Five million customers, no ad budget: How Hootsuite used a freemium model to build its business | Financial Post

An article by Ryan Holmes talking about the tactics and methods Hootsuite used to build with small budgets and big fun including Hootups, community activities like translation project, creative swag and more…

Ryan Holmes | April 10, 2015 1:04 PM ET

Ryan Holmes: With literally millions of apps competing for attention, startups are finding themselves forced to pour ever greater sums into marketing efforts. But money isn’t always the answer…

But more money isn’t always the answer. In Hootsuite’s first three years, we grew our user base from zero to five million people. During that time, our marketing budget was pretty much non-existent. We turned instead to a pair of complementary, low-cost approaches to find and keep customers. It may well have made all the difference.

Freemium economics One fundamental decision made shortly after launching in 2009 was to make our social media tool a freemium service. The majority of our users — and we very quickly reached the million mark — paid nothing. They could (and still can) log in for free to view their social media accounts from one dashboard, schedule messages and see analytics. Companies that wanted beefed up functionality and extra support, paid a monthly fee, ranging from as little as $9 to $1,000 and up for large enterprises with lots of employees.

Why invest so many resources and so much bandwidth catering to millions of free users who would never account for a cent of revenue? For starters, freemium dramatically reduces the need for traditional marketing and sales efforts. Our free users — in steady, predictable numbers — became paid users. Instead of having to sell them on the merits of our product with expensive ads, we let them see for themselves. Our product became our best marketing tool and salesperson. On average more than half our paying customers, including large clients, start out as free users.

Meanwhile, our free user base fulfilled another key function: It kept us honest. Free users are fickle; they’re not locked in by a contract or any other obligations. They can, at any moment, pick up and take their “business” elsewhere. So to maintain and grow our free user base, we had to continually update our product, rolling out new features to stay ahead of the pack.

These same features helped us win and keep paying customers.

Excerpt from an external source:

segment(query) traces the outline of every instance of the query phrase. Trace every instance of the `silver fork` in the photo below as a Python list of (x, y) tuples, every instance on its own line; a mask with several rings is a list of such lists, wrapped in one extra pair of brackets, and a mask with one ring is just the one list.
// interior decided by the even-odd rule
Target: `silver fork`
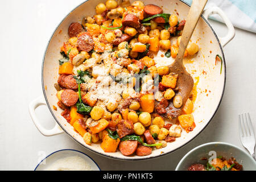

While other corporate tools were years behind the social media curve, our efforts to satisfy free users meant we could offer big enterprise customers the latest technology.

Seeing value in community But the freemium approach wouldn’t have been as effective were it not for another equally important strategy: investing in a fully functional community department. In many startups, the community team, if there’s one at all, is treated as an extension of marketing or customer support. While their ostensible role may be “building a community” of users, they spend a lot of time pitching products and fielding help calls.

Our community department, by contrast, didn’t have direct sales or support responsibilities. Their primary mandate was to help people who already knew our product connect with one another. In the early days, they set up social media accounts in a half-dozen key languages, sharing updates with users around the world.

At the same time, they led a crowdsourced translation effort that saw our tool translated into more than a dozen local languages, from German and Italian to Thai and Chinese. (Amazingly, translations were volunteer-driven — motivated by love of the technology and a liberal helping of swag, i.e. stickers, T-shirts and cuddly stuffed animals inspired by our owl logo.)

Online efforts were supplemented by old-fashioned face-to-face events. In emerging markets, the community team helped users organize hundreds of free meetups (branded as “HootUps”), where people could get together and trade product tips. Ultimately, a network of hundreds of volunteer “ambassadors” around the world took shape, enthusiastic users who agreed to spread the word in their countries. Many of these ambassadors were bloggers, consultants and marketers whose own agenda of developing a large online following aligned well with ours.

Cumulatively, these projects gave us entree into new markets, initiating the viral chain of adoption in other countries and spreading our product beyond its original North American user base.